Sendo um católico convicto, inclusive um irmão leigo da Ordem Terceira de São Francisco, com cujo hábito foi enterrado, se dedica a temas sagrados, entre suas obras sacras, estão na exposição no Museu de Arte Moderna de São Paulo “Ismael Nery – Feminino e masculino”, por exemplo, três pinturas sobre papel “Adão e Eva”, os óleos “Cabeça de Cristo” e “João Batista”; ao mesmo tempo não se exime de pintar figuras andróginas, relações sexuais explícitas entre pessoas do mesmo sexo e mesmo sexo grupal em um desenho onde nomeia os participantes: o casal Nery e seus amigos Jorge Burlamaqui, Antonio Bento, Murilo Mendes e outros. Seu Arlequim não é acompanhado da Colombina, mas de um homem. É ou não é uma contradição para um irmão leigo da Ordem Terceira de São Francisco? Além disso, ele e a mulher eram conhecidos pela sua beleza física. No curto tempo de sua vida pintou inúmeros autorretratos com Adalgisa em que exercia o prazer em tornar ambígua a identidade de um e de outro num narcisismo muito claro, nada a ver com um autorretrato de Rembrandt velho e pobre. Defendia ardentemente suas convicções religiosas em rodas de discussões com intelectuais e, grande dançarino, se exibia em performances.
Tendo exercido seu trabalho em consonância com diferentes correntes artísticas, é possível apontar para uma onde Ismael tenha parecido mais exitoso ou, ao menos, mais à vontade?
Sua obra é uma experiência contínua, e exercita diferentes linguagens simultaneamente. Os nus expressivos e as conhecidas chaggallianas, a partir de 1927, são momentos elevados desses exercícios. As experiências com a paleta azul escuro e negro são também obras que se destacam.
“Seu Alerquim não é acompanhado da Colombina, mas de um homem. É ou não é uma contradição para um irmão leigo da Ordem Terceira de São Francisco?”
De que maneira Ismael Nery está presente na arte contemporânea brasileira? É possível apontar artistas que ele tenha influenciado?
A obra de Ismael Nery foi salva, em grande parte, pelo amigo Murilo Mendes, que pagava uma empregada para, ao final de cada dia retirar do lixo tudo que ele jogava fora, e lhe entregasse. O poeta guardou essa porção muito representativa de seu trabalho e entregou à viúva depois de sua morte em 6 de abril de 1934. Durante a vida realizou pouquíssimas exposições individuais — todas mal recebidas pelo público e pela crítica, com raras exceções. Sua primeira retrospectiva foi realizada pelo marchand Franco Terranova, na Petite Galérie, no Rio de Janeiro, em 1966, portanto 32 anos depois de sua morte. Durante esse período, salvo para pouquíssimos colecionadores e artistas, Ismael Nery era desconhecido do público.
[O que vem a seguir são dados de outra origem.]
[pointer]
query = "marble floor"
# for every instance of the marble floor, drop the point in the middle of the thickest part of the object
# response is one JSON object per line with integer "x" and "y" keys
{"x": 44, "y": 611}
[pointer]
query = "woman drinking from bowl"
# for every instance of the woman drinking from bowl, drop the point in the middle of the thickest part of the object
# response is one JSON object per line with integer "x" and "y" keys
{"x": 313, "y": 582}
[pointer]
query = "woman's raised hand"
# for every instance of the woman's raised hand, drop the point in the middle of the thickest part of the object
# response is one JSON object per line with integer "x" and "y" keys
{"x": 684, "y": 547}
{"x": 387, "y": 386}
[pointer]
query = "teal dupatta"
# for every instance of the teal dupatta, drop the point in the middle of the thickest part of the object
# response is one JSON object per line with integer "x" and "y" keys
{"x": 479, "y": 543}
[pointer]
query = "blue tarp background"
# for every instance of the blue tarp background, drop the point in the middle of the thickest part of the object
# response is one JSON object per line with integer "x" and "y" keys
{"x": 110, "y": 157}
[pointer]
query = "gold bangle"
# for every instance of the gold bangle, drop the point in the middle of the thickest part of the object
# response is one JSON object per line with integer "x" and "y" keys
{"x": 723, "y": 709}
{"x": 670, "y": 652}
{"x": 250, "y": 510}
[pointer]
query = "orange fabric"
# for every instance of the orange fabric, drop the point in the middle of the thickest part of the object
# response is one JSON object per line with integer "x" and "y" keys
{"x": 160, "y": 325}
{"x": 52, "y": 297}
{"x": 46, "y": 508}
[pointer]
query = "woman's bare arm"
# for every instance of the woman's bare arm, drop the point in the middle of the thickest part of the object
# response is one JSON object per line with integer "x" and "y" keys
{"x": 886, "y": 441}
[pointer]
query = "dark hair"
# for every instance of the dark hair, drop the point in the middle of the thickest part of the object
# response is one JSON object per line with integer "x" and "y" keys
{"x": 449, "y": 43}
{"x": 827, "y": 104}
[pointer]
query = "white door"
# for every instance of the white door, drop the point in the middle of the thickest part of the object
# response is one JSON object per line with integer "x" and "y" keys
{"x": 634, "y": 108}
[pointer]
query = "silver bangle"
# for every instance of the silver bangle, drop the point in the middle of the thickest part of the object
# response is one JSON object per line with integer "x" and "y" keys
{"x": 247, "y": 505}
O primeiro livro importante sobre sua obra foi publicado com texto do amigo Antonio Bento, em 1973, quase 40 anos depois de seu desaparecimento. Assim ficou difícil ele influenciar artistas. Sua presença é uma lição permanente da coragem de caminhar sozinho e sobretudo não hesitar em experimentar as linguagens mais recentes de seu tempo. Hoje, é trivial discutir as questões de gênero e de raça, mas qual dos “modernistas” brasileiros se atreveria a pintar, em 1928, uma mulher branca nua sendo abraçada por um negro?